All these deep matters are leavened with anecdotes. We all know that Boris Yeltsin was a drunk, but how many of us knew that on a state visit, he left Blair House and wandered onto Pennsylvania Avenue late at night in his underwear, looking for a place to get a pizza? (As Clinton recounts, eventually he was collared by the Secret Service and returned to Blair House, where he got his pizza.) There are the vignettes of life in the White House; the Clintons are, after all, a family, and Chelsea makes her appearances, sometimes hoping to find time with her dad, at other times too busy and too stressed to make the time for him he seeks. Branch provides many examples of Clinton’s concern for others: there are touching moments when Clinton spends time with Branch’s young son Franklin, an athletic boy sidelined for a while with a hip problem that eventually responds to treatment.
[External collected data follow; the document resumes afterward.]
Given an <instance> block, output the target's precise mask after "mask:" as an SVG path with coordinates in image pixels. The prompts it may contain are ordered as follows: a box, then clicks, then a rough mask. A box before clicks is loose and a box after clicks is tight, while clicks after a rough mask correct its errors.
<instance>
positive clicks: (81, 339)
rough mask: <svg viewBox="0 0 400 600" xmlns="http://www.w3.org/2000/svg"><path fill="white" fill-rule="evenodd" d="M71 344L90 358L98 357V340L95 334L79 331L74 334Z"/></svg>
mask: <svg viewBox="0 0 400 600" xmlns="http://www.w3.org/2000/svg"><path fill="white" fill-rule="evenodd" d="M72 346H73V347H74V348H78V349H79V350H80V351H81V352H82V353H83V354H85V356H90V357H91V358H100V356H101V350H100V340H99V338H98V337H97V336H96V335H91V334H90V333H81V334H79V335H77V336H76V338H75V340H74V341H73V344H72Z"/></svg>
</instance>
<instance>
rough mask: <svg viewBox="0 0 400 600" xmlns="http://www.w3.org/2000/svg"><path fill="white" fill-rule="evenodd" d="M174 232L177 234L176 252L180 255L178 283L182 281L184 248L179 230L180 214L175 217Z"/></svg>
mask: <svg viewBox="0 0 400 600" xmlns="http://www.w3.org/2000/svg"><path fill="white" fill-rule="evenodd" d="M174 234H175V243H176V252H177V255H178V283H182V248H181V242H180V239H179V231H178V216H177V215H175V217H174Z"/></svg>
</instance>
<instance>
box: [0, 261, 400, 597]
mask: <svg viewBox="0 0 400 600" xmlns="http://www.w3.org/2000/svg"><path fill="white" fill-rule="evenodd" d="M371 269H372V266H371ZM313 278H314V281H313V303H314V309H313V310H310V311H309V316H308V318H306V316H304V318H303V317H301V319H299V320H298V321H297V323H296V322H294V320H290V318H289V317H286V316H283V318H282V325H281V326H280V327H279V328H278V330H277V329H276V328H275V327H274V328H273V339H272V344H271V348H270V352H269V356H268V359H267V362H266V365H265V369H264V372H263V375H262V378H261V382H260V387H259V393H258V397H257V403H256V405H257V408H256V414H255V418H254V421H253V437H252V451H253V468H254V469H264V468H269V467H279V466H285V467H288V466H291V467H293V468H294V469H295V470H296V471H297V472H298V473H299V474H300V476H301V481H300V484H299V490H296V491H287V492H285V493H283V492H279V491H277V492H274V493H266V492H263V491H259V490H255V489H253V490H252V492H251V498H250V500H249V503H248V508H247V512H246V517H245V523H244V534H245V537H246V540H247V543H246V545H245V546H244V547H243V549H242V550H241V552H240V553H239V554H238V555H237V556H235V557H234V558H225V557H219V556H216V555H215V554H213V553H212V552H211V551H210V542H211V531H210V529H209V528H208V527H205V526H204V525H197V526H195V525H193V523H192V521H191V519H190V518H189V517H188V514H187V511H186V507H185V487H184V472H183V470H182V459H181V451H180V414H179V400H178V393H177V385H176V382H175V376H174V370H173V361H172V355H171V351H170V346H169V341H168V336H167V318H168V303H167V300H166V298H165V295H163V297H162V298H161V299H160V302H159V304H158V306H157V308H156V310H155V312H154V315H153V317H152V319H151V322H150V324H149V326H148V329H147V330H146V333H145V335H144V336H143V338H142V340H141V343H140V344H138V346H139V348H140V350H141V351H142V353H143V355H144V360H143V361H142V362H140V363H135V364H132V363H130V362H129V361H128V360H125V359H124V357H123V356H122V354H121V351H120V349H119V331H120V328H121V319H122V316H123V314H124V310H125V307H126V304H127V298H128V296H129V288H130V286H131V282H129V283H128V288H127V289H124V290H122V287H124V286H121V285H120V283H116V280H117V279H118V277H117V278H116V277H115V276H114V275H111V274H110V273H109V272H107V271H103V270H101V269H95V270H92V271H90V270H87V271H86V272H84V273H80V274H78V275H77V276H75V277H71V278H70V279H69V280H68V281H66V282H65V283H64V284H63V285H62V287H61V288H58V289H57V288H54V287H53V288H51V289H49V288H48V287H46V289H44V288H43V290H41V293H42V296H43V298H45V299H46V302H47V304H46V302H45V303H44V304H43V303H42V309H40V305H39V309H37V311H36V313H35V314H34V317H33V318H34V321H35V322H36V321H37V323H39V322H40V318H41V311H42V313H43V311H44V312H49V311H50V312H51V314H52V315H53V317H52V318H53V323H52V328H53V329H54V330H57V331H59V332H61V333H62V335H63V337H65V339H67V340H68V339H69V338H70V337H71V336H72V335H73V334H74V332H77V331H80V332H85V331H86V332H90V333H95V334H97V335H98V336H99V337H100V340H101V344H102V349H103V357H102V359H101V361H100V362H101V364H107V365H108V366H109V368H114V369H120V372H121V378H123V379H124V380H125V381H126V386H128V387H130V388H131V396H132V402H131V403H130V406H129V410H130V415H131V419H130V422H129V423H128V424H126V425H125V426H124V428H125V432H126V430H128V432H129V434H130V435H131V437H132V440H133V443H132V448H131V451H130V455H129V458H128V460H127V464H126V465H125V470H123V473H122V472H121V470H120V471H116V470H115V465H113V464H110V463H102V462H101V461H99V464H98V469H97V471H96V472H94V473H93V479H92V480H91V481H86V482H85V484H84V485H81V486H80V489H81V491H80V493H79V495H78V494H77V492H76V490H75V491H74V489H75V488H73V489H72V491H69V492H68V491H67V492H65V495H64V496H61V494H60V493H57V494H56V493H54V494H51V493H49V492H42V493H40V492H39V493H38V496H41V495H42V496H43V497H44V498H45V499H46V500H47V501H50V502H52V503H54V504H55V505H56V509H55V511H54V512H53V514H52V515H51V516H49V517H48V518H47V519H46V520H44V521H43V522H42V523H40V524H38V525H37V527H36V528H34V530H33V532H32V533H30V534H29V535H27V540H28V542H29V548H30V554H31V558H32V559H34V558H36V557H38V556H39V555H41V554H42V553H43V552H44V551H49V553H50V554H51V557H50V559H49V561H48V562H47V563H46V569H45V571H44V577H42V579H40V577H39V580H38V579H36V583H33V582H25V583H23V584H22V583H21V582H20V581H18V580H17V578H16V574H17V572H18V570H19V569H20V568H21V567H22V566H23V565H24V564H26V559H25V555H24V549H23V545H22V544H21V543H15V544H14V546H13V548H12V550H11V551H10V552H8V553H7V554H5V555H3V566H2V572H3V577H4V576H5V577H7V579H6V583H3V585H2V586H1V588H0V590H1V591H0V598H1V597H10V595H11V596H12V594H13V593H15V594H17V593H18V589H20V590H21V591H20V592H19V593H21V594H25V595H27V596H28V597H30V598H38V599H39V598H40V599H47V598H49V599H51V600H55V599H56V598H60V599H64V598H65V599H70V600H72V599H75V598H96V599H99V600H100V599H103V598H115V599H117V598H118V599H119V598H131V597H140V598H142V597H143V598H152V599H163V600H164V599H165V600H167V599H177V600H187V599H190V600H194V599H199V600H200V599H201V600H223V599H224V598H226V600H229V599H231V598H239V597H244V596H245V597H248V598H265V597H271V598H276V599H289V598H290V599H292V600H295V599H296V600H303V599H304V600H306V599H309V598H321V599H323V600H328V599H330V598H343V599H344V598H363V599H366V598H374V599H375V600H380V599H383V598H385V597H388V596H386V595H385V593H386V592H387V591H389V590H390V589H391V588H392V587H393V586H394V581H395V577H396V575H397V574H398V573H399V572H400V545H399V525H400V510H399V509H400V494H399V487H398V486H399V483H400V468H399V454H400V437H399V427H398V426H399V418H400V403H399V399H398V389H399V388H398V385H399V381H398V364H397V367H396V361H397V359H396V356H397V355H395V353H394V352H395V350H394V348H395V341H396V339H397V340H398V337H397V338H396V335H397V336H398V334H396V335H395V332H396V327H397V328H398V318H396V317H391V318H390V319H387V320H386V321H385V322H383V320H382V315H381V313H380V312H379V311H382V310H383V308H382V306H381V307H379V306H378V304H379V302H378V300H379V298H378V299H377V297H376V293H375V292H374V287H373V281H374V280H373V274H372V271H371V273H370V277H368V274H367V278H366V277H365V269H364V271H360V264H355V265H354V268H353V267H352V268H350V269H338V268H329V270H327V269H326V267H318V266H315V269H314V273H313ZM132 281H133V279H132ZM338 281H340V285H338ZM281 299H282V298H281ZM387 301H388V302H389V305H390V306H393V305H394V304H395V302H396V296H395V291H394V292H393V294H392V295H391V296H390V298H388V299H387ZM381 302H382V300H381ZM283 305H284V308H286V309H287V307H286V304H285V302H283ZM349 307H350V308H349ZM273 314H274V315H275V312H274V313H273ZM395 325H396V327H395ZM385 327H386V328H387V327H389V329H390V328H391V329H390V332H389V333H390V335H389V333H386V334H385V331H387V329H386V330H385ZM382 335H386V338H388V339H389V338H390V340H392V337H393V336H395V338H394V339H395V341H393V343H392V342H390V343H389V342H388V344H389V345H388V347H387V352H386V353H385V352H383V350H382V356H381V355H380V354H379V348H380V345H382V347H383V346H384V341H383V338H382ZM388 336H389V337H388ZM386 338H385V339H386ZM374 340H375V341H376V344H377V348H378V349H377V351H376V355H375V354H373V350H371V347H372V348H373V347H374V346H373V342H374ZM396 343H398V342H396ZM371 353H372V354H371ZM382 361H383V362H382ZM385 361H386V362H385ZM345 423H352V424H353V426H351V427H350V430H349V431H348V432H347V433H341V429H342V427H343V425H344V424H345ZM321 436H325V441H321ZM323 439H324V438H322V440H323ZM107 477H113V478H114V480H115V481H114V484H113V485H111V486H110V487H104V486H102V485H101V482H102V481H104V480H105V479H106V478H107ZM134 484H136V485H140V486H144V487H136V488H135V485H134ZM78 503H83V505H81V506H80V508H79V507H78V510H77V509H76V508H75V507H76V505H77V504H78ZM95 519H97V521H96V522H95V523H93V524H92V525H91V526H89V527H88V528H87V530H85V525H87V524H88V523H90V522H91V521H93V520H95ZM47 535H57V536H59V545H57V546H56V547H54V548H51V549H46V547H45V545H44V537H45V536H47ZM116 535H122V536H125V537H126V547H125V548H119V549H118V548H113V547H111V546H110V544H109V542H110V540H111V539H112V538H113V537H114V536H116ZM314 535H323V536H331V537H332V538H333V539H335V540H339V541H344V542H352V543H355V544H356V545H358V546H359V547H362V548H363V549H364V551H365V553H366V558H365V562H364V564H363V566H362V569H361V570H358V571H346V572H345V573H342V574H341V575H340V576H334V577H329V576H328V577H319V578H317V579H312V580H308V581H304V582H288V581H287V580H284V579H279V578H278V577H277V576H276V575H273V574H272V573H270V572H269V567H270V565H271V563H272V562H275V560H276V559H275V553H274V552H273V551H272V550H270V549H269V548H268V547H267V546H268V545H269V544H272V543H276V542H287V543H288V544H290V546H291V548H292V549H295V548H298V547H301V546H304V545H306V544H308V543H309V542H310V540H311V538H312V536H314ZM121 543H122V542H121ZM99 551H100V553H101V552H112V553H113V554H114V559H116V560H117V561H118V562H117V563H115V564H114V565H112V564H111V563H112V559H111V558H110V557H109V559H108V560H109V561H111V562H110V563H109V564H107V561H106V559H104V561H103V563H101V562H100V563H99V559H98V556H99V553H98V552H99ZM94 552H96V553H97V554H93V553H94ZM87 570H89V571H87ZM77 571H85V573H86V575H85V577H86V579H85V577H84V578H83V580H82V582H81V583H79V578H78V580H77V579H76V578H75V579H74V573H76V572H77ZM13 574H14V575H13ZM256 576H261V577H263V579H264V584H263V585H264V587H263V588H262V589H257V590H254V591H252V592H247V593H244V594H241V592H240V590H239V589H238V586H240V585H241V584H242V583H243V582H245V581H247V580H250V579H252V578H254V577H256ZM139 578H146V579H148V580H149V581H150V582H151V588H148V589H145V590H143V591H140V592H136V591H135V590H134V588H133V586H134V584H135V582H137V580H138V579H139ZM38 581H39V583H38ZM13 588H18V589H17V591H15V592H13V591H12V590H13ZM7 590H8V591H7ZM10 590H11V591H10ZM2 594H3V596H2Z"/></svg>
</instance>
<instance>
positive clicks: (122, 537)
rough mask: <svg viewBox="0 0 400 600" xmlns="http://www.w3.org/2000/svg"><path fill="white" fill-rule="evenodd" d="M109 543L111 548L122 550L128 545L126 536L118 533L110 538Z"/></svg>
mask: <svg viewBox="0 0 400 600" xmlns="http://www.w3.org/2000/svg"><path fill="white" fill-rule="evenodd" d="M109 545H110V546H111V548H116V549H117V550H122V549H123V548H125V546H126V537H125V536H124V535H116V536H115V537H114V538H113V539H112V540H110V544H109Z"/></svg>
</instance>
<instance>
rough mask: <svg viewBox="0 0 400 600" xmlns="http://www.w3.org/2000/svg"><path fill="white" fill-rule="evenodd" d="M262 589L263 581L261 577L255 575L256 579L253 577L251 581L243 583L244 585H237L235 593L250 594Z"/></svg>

As the book unfolds, inquiries into Clinton’s affairs (business and otherwise) cause him to acquiesce in the appointment of a independent counsel, and that in turn means that the tape recording project itself might need to be scrubbed, because the tapes at any time could be subpoenaed. Nevertheless the two men press on with their project. The efforts to pass a health care bill (which fails), and the passage of minimal gun control legislation mobilize conservative groups and their media allies, leading to a stunning upset in the midterm elections. It takes all of Clinton’s political skills to hold on and win reelection. Ultimately there is the impeachment debacle of the second term, in which neither Clinton nor his Republican tormenters acquit themselves credibly or creditably. Through all of this, Branch provides an account that will help historians and political scientists analyze events more accurately.

Branch has provided us with a window into Clinton’s world, or should one say his worldview. It is not a definitive history of the presidency, nor a primary document (based as it is on Branch’s recollections of the primary source). But it is an indispensable guide to understanding the man in the office. Since Clinton’s presidency, he has organized the Clinton Global Initiative: each year it raises billions of dollars to develop programs to deal with world poverty and hunger and disease, promote the education of girls and women in developing nations, and foster the transition to a low-carbon energy infrastructure. Anyone who reads Branch’s extraordinary account of Clinton’s time in the White House will not be at all surprised at this imperfect ex-president’s continued efforts to create a more perfect world.


Richard Pious is Adolph and Effie Ochs Professor at Barnard College and the Graduate School of Arts and Sciences, Columbia University. He is the author of The President, Congress and the Constitution (1984), The War on Terrorism and the Rule of Law (2006), and Why Presidents Fail (2008).